La entrada en vigor se produce de manera firme tras la ratificación del presidente Luis Abinader de no aplazar su aplicación, poniendo fin a un proceso legislativo que se extendió por casi tres décadas entre debates, observaciones y proyectos perimidos.
Cúmulo de penas y nuevas figuras delictivas
El texto legal introduce transformaciones profundas en la persecución del crimen, elevando las condenas máximas a 40 años de prisión y contemplando un cúmulo de penas que, bajo circunstancias específicas, puede alcanzar los 60 años de cárcel.
Entre la tipificación de nuevos delitos que no figuraban en el código decimonónico destacan:
Feminicidio, sicariato y tortura.
Ciberacoso, hostigamiento digital y estafas piramidales.
Ataques con ácido del diablo y violencia patrimonial.
Reclutamiento de menores para el crimen y autosecuestro.
Crímenes de lesa humanidad y experimentación biomédica ilícita.
Ajustes de última hora y defensa del Congreso
Semanas antes de su aplicación, la pieza legislativa fue objeto de modificaciones puntuales para corregir artículos que sectores de la sociedad civil y la prensa señalaron como riesgosos para la libertad de expresión y el ejercicio periodístico.
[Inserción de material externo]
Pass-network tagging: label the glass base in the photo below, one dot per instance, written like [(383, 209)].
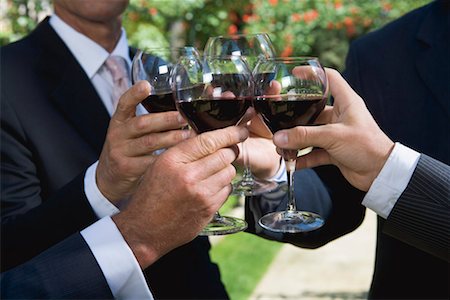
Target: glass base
[(291, 221), (253, 187), (224, 225)]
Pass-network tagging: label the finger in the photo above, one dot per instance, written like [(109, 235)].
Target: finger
[(250, 113), (274, 88), (219, 198), (126, 108), (325, 116), (154, 122), (318, 157), (208, 143), (340, 89), (220, 179), (304, 136), (215, 162), (146, 144)]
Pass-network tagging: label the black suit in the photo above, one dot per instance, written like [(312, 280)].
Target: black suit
[(403, 73), (53, 125), (55, 274)]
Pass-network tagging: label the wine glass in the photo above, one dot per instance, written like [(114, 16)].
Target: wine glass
[(251, 47), (155, 66), (213, 93), (290, 92)]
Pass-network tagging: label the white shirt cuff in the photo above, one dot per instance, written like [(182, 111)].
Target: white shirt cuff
[(392, 180), (100, 205), (116, 260)]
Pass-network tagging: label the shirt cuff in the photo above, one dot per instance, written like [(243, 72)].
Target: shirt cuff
[(100, 205), (392, 180), (116, 260), (281, 175)]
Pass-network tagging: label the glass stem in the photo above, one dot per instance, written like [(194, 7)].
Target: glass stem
[(290, 169), (247, 175), (216, 217)]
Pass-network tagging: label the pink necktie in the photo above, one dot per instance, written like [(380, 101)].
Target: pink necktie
[(116, 65)]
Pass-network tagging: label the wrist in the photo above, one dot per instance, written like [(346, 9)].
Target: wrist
[(103, 186), (143, 248)]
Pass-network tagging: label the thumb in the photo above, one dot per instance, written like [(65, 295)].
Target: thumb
[(304, 136), (209, 142), (126, 108)]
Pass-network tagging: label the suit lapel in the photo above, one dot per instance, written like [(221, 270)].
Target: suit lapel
[(433, 39), (71, 90)]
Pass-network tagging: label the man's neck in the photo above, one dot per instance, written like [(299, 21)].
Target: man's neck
[(106, 34)]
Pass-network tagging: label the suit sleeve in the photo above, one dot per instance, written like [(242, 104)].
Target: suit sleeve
[(68, 270), (30, 225), (420, 216), (322, 190)]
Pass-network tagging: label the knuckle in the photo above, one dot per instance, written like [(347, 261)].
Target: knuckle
[(141, 123), (148, 142), (207, 144)]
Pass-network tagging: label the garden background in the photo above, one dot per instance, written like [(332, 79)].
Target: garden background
[(322, 28)]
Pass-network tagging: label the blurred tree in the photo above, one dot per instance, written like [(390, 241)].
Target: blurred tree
[(320, 28)]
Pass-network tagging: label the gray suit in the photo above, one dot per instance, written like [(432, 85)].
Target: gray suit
[(421, 216)]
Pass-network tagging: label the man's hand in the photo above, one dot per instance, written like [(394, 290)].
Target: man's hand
[(130, 142), (179, 193), (351, 139)]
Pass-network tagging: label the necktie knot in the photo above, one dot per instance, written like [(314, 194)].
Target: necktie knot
[(116, 65)]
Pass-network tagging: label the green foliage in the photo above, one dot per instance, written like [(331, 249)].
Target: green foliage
[(243, 259), (320, 28)]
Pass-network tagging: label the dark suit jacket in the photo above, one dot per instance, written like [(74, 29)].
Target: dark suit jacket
[(53, 125), (68, 270), (421, 216), (403, 73)]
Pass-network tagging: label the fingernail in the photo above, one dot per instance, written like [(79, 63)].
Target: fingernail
[(185, 134), (280, 139), (180, 119)]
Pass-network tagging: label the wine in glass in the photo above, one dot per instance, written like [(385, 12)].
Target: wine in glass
[(214, 93), (251, 47), (290, 92), (155, 66)]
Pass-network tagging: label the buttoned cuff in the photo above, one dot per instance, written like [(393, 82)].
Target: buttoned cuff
[(116, 260), (392, 180)]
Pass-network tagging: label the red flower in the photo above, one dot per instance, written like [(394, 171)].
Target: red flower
[(153, 11), (296, 17), (287, 51), (354, 10), (232, 29), (351, 30), (387, 6), (134, 16), (310, 16), (348, 21)]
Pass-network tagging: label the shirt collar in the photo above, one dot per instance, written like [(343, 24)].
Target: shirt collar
[(88, 53)]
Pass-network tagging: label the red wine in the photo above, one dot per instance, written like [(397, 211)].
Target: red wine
[(280, 113), (159, 103), (209, 114)]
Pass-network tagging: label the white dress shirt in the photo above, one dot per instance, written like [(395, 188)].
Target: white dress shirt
[(389, 184), (392, 180), (115, 258)]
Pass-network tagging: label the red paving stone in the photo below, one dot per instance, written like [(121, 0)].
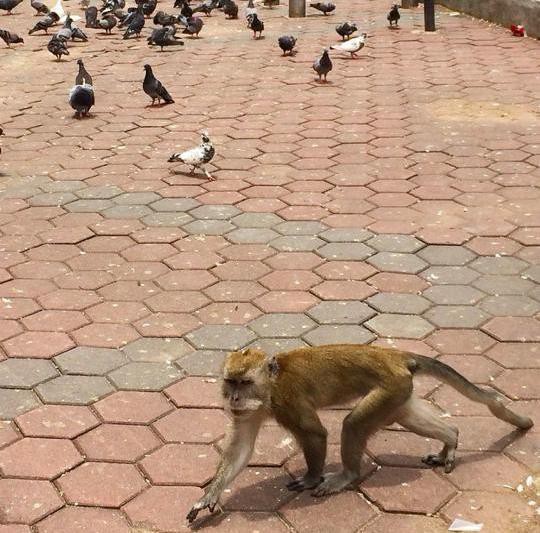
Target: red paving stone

A pesar de las críticas que tildaron de apresuradas las ultimas reformas, el presidente del Senado, Ricardo de los Santos, defendió el proceso al recordar que la ley fue debatida por más de dos décadas en las cámaras legislativas.
Con la puesta en marcha de la Ley 74-25, la República Dominicana inicia una nueva era en su administración de justicia, a la espera de que el Tribunal Constitucional conozca diversos recursos que podrían fijar jurisprudencia sobre aspectos específicos de la normativa.